Didn’t like Faraday talking to hatch-Desmond to send a message to sleeping-next-to-Penny-conveiently-at-the-right-moment-in-our-narrative Desmond. Wouldn’t Desmond have remembered an encounter like that in more than jsut a dream several years later? (or at the very least blown his brains out for not being “him”)
Not a big fan of the meaningless cameos. What was the point of Ghost Anna Lucia? Maybe there is more here than I am seeing – maybe she is on the side of the Universe (like Chrlie and Libby and Christian and all the other ghosts) and is trying to block Ben’s pieces in this cosmic game of chess. Except that she told Hurley to avoid cops and to NOT get arrested, and Ben didn’t seem to want Hurley to get arrested (or did he?), but Hurley chose to not go with Ben and get arrested anyway (okay – so maybe we will find out next week that the policemen Hurley surrendered to were really Ben’s men, and this was part of what Ben meant when he said “looks like our plans have changed” to Jack. Maybe Sayid killed the guy that was supposed to bring Hurley in, so Ben had to stage something bigger). Okay, so maybe the Anna Lucia thing might not be so bad after all.
But really, I’m not a big fan of all the new questions this premier raised about time travel and the people on the island. How are the Losties traveling through time on the island all together, even in different locations (i.e. Locke) and with all their stuff? What binds them to each other instead of to the island? Why is it that Locke disappeared into time but Alpert and the others didn’t? What binds them to the island? Why wouldn’t Juliette, who was an "other" for so long, also be bound to the island like Alpert and the other others? (Did the brand she received for killing Picket truly separate her from that group somehow?) It's not really the questions I don't like -- I guess I'm just nervous about the potential answers.
But mostly, I didn’t like Dr. Chang’s clunky acting. Stick to the orientation videos.
7. The Intro
It was, however, very cool seeing Dr. Chang and his baby. Whether or not it is Miles, why isn’t anyone asking what it means about the pregnancy issue? Looks to me like this was before whatever caused pregnant women to die on the island.
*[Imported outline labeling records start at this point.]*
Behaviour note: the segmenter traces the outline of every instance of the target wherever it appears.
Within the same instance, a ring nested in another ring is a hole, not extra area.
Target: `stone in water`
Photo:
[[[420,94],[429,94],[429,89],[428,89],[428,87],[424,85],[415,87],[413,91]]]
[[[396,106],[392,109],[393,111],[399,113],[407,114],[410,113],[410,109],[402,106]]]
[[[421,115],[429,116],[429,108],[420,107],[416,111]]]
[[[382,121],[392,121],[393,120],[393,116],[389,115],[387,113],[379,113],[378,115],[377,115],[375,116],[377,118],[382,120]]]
So maybe we will see the event that makes things change.
8. The Event That Makes Things Change
Aka “The Incident”
Aka “The Volcano”
Aka “What Daniel Faraday is doing in the past by those holes drilled in the cave wall”
Remember the message in the Swan Station orientation video – there was “an incident” so now this button must be pushed every 108 minutes to release the energy that is building up.
Remember the volcano that is supposed to explode and have a major impact on the island?
Is it possible that Season five will end with a volcanic explosion – an explosion that is caused by a group of time-hopping Losties who are trying to get the record to stop skipping, so they blow a hole into the wall to get to the center where the donkey wheel will fix whatever went wrong – a hole that Dharma tries to cover up with the Orchid station (and later is blasted again and used as the corridor through which Benjamin Linus travels to turn the frozen donkey wheel to make the record start skipping inthe first place) – a hole that, becaise of Faraday and the time-hopping Losties, leaks energy now and makes Dharma build the Swan station as a release valve so that the volcano doesn’t explode again?
And somehow this is all being done so that Ben can maintain control of this island, so that he can skillfully engage the universe in a cosmic game of chess, and maybe – just maybe – find a way to save his Annie from her awful fickle bitchy fate (can someone say Adam and Eve).
By the way – my wife got a mysterious package under the Christmas tree this year addressed in unfamiliar handwriting from a J. Bentham. Man I’ve missed this show.
It’s been a long time. Good to be back.